Der 19-Jährige Freddy (Horst Buchholz) ist Kopf einer Bande von „Halbstarken“ – Mädchen und Jungen im Teenager-Alter, die sich gegen ihre Integration ins bürgerliche Leben auflehnen. Mit Schlägereien, Klein-Diebstählen und provokantem Auftreten vertreiben sie sich die Zeit. Zur Bande gehört auch Jan, der Bruder Freddys. Nachdem die beiden erfahren, dass ihr Vater in finanziellen Schwierigkeiten steckt, planen sie den großen Coup: mit ihrer Bande wollen sie ein Postauto überfallen.

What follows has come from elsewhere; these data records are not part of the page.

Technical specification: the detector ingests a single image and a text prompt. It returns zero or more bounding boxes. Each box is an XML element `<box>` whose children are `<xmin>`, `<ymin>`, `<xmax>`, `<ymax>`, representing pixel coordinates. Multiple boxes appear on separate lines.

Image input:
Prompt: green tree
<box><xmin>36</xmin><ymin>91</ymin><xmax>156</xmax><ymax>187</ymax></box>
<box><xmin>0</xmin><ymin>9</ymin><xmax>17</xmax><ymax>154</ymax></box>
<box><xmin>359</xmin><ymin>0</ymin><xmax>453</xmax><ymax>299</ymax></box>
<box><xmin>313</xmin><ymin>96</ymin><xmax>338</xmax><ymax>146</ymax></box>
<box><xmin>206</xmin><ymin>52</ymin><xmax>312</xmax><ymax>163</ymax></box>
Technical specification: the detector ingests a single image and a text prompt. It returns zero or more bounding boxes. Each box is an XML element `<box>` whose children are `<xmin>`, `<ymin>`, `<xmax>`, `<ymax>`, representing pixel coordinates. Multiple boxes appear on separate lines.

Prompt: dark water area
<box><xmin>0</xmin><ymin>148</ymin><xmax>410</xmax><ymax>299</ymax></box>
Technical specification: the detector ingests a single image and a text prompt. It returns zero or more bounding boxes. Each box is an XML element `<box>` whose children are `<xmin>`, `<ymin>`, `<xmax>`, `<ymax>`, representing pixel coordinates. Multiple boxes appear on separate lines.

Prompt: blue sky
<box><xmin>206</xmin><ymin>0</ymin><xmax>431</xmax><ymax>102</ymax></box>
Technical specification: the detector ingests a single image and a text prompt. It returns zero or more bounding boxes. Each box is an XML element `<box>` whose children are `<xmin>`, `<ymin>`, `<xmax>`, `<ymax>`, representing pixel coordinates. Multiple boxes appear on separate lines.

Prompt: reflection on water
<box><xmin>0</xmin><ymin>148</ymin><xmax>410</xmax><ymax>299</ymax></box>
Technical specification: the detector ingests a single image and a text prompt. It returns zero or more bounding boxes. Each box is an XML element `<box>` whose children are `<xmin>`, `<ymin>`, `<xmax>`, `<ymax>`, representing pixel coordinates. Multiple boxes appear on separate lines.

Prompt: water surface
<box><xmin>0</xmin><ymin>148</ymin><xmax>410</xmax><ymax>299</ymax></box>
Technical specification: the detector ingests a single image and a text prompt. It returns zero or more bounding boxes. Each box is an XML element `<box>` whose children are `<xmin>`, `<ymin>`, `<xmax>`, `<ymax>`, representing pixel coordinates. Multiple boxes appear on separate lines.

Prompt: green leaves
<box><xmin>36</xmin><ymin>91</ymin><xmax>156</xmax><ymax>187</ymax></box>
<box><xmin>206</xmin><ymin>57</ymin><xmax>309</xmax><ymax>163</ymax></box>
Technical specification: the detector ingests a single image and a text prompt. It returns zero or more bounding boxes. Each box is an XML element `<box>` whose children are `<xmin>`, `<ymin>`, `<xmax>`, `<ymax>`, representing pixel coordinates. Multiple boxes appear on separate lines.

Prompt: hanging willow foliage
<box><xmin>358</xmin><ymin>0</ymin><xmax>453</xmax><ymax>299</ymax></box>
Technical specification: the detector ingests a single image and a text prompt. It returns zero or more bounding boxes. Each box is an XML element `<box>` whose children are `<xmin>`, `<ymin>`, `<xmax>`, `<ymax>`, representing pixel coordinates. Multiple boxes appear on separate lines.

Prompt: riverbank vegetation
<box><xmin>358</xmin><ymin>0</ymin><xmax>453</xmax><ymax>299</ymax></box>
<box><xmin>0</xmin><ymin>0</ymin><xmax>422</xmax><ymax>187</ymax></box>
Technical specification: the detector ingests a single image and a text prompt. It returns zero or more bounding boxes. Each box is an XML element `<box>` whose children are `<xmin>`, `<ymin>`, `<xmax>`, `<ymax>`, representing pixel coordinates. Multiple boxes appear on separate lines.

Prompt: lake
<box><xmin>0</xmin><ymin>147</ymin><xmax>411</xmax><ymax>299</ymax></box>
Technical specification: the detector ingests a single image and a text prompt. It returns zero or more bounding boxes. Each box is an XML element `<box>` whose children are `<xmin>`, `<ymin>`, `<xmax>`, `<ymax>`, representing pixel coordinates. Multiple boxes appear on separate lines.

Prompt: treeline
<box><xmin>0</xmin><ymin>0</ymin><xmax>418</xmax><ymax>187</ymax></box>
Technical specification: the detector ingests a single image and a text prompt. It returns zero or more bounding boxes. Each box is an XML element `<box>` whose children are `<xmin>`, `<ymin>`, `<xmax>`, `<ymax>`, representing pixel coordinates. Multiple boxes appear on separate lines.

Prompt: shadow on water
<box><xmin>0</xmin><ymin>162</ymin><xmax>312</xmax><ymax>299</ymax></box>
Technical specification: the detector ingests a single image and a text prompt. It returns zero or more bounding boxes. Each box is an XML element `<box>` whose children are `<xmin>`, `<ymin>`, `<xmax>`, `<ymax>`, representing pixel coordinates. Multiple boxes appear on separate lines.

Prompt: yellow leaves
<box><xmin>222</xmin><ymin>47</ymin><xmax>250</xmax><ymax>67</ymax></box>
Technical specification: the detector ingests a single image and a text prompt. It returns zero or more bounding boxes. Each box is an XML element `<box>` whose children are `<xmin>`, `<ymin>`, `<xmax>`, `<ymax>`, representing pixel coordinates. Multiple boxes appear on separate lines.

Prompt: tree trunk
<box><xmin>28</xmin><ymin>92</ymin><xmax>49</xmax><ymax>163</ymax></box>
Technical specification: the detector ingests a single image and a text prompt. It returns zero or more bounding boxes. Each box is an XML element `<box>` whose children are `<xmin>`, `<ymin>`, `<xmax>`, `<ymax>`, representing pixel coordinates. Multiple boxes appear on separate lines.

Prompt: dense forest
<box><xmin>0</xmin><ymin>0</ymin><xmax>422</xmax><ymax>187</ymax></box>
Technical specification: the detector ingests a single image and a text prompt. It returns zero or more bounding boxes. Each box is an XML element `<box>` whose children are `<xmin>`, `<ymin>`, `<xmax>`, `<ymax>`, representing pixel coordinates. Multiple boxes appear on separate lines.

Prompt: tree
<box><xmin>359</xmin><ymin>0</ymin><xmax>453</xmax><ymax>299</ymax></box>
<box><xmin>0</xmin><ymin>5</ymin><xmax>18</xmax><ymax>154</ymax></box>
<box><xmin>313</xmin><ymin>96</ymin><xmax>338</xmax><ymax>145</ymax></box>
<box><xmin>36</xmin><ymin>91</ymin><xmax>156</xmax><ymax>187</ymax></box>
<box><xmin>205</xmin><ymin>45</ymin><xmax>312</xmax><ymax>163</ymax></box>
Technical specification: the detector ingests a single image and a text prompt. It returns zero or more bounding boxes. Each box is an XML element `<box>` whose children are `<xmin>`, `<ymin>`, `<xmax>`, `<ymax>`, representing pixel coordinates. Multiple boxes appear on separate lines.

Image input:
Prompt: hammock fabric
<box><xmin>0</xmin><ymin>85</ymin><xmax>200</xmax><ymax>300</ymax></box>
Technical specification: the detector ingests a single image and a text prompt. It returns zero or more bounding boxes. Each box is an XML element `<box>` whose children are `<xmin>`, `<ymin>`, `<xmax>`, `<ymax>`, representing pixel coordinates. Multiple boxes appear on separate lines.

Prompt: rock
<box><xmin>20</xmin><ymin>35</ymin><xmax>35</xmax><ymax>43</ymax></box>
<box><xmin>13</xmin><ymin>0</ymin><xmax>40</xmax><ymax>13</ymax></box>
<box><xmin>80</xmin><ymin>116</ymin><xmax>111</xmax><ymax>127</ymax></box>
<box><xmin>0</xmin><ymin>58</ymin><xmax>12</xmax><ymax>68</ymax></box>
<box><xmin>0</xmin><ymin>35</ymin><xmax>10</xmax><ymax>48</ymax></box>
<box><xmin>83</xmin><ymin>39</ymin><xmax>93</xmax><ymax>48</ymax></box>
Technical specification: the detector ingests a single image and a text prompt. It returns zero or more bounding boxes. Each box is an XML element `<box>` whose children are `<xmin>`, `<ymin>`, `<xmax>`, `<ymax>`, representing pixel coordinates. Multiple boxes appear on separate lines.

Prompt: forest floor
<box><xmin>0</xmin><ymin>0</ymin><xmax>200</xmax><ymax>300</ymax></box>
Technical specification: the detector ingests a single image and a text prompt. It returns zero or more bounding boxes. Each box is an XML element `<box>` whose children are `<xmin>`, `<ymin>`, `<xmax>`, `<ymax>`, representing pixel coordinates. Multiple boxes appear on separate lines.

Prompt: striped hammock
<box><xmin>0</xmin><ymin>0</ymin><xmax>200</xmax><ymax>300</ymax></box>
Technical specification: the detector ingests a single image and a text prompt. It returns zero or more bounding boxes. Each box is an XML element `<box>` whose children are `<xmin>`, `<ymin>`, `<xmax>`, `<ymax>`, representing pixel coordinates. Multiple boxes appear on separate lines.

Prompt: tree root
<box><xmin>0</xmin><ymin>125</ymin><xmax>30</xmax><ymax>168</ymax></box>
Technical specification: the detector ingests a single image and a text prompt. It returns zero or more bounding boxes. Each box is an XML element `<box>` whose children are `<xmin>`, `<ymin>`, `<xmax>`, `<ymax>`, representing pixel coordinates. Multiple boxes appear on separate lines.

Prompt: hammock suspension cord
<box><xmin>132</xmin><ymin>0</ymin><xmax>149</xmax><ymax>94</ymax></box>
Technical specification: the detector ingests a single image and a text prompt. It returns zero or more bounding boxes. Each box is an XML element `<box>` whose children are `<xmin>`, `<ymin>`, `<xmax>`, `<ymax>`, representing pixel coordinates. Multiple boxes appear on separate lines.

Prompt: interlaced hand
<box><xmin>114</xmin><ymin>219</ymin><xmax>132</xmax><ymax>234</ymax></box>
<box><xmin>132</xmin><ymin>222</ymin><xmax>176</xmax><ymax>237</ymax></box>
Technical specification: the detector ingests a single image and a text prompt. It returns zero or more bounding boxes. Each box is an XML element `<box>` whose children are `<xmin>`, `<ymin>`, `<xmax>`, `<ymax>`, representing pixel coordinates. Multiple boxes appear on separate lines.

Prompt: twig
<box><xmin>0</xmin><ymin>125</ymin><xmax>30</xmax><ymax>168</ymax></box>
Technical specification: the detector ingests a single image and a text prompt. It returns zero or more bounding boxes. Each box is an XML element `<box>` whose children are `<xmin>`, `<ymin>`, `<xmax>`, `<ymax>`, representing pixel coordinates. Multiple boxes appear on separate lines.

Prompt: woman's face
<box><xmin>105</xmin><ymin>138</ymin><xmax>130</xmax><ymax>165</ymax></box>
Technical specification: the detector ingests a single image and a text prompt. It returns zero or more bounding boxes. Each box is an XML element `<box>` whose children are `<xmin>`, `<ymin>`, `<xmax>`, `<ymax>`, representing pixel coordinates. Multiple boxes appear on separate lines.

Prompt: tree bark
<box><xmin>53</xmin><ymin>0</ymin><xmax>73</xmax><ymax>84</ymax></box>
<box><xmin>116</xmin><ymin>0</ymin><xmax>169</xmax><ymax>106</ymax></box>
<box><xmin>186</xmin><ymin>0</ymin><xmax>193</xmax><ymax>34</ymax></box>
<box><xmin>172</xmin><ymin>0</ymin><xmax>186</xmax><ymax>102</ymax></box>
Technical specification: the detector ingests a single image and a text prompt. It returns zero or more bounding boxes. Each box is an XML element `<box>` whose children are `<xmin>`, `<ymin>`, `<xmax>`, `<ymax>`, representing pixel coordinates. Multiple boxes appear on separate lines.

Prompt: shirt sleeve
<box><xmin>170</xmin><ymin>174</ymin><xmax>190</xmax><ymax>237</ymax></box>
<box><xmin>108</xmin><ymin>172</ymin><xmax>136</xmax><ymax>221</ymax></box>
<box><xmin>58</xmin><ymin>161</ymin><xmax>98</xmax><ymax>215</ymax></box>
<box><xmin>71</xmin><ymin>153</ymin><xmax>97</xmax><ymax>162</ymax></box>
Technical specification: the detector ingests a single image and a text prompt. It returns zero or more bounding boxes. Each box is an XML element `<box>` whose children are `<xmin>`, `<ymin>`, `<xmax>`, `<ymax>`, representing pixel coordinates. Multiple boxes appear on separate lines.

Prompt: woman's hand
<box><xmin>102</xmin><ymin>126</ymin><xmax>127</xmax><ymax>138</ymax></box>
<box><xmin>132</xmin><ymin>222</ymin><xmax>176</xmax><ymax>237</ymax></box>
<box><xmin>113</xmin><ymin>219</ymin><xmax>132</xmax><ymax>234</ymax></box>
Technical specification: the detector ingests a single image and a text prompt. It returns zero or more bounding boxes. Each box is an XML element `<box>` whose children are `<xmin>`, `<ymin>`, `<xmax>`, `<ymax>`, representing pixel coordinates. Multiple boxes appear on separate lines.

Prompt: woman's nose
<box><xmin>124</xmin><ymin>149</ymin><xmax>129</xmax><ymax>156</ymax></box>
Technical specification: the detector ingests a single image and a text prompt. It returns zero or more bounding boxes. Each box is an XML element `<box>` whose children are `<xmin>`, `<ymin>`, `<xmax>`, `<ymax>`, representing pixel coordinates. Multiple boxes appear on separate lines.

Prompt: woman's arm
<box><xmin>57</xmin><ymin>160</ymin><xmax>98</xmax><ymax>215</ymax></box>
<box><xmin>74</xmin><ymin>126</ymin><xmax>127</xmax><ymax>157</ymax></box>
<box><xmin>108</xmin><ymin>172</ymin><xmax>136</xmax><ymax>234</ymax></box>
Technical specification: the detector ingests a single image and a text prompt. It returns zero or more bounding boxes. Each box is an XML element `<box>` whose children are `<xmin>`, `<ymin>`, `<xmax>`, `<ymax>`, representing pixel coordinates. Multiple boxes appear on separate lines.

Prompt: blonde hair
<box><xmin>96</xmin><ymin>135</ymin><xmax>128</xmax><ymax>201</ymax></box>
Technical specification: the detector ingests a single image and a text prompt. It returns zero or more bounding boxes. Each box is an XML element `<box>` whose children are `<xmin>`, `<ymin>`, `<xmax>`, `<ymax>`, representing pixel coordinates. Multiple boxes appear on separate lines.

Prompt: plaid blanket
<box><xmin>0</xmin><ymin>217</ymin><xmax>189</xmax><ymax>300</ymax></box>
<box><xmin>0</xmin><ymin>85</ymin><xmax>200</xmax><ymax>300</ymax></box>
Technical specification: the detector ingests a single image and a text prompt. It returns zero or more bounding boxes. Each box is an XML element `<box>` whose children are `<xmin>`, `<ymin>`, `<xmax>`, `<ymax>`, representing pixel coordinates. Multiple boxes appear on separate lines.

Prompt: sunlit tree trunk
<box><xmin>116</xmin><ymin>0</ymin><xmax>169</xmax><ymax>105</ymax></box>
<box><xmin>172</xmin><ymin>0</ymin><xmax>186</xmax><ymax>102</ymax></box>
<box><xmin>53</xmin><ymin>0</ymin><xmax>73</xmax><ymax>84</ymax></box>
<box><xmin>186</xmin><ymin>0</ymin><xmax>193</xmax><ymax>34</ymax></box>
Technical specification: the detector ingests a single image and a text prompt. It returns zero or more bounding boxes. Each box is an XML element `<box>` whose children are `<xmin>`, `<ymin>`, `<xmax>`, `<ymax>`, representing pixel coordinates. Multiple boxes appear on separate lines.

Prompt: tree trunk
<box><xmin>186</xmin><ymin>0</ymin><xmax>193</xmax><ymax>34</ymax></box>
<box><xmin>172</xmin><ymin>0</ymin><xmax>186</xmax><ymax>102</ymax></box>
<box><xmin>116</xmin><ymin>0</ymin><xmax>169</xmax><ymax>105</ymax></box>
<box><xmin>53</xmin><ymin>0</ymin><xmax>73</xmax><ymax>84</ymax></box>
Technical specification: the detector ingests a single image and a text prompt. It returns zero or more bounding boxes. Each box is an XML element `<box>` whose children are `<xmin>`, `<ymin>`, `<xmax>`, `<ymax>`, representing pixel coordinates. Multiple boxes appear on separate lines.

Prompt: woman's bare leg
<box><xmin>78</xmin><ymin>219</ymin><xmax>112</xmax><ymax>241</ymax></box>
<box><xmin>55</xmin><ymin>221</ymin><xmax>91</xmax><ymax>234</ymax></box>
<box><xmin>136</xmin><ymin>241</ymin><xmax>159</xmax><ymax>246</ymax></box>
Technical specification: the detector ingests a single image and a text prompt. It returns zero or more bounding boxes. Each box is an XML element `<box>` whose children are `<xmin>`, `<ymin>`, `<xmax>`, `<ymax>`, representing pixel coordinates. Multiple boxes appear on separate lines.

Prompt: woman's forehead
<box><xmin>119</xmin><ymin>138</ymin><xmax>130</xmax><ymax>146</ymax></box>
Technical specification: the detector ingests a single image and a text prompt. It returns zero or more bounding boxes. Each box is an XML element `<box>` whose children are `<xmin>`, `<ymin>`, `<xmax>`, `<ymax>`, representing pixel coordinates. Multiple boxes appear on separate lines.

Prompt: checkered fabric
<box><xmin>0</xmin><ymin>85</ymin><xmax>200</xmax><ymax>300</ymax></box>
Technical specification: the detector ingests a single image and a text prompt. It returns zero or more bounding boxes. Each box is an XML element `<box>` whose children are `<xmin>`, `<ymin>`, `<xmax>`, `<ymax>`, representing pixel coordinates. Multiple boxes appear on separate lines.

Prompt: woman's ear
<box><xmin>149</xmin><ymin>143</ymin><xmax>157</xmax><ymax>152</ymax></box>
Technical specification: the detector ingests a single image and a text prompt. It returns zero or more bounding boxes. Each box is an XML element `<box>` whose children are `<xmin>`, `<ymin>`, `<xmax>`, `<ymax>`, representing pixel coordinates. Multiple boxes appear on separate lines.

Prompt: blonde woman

Als „Die Halbstarken“ von Georg Tressler Mitte der 1950er-Jahre herauskam, sorgte er für viel Aufsehen - und Krawalle vor den Kinos. Zum ersten Mal im deutschen Film sah man rebellierende Jugendliche derart realistisch und kompromisslos dargestellt, noch dazu ohne die übliche Schwarz-Weiß-Malerei. Inspiriert von dem thematisch ähnlichen US-Klassiker „…denn sie wissen nicht, was sie tun“ mit James Dean, hat Regisseur Tressler seinen Film komplett an Original-Schauplätzen in Berlin gedreht. Horst Buchholz (Freddy) und Christian Doermer (Jan) sind die Protagonisten, Karin Baal als Geliebte von Jan spielt die weibliche Hauptrolle - die erste in einer langen und sehr erfolgreichen Karriere.